I remember living in slums (now expensive condos) in Boston while going to the New England Conservatory. My apartment building shared an alley with drug dealers and prostitutes, so we heard a LOT of noise in those days. The second day I lived there the abandoned place across the street where many of those people lived burned, and five of them died. Welcome to Boston, Roger. Rent was $75 a week. There was a woman who always sat on the front steps next door and greeted us as we left or came home “bl*job-fa-bucks.” She had her top and bottom front teeth missing. Ah culture!
It wasn’t that long ago that those neighbors carried around enormous cassette machines, then called “ghetto blasters” — a name that has faded away but said what it did. A guy was increasingly cool depending on how loud and obnoxious his boom box (the new term) was. Eventually they put signs on buses banning them.
At any rate, one night at 2:30 in the morning a pimp and one of his girls started fighting. They turned up Donna Summers’ latest album beyond loud. Everyone was sticking their head out windows saying SHUT UP! and KNOCK IT OFF to no avail. Nerd music major Roger Bourland decides to fight fire with fire. I found my Morton Subotnick TOUCH album, put the speakers in my window and cranked it. It didn’t work. It just made my neighbors crankier.

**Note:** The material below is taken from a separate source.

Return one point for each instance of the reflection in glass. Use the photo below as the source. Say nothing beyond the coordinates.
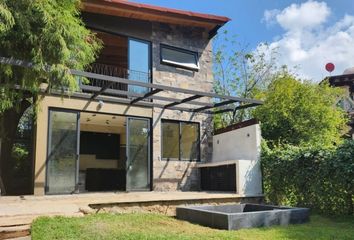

A few years before that, we had some neighbors over for dinner. And they wouldn’t go home. Yawning, stretching, looking at the clock or referring to that early music theory class tomorrow didn’t work. But mentioning music gave me an idea of how to get rid of them. I put on Arnold Schoenberg’s PIERROT LUNAIRE, guaranteed to send a novice shrieking to the door. It worked!, Ok it took three songs in, but it worked.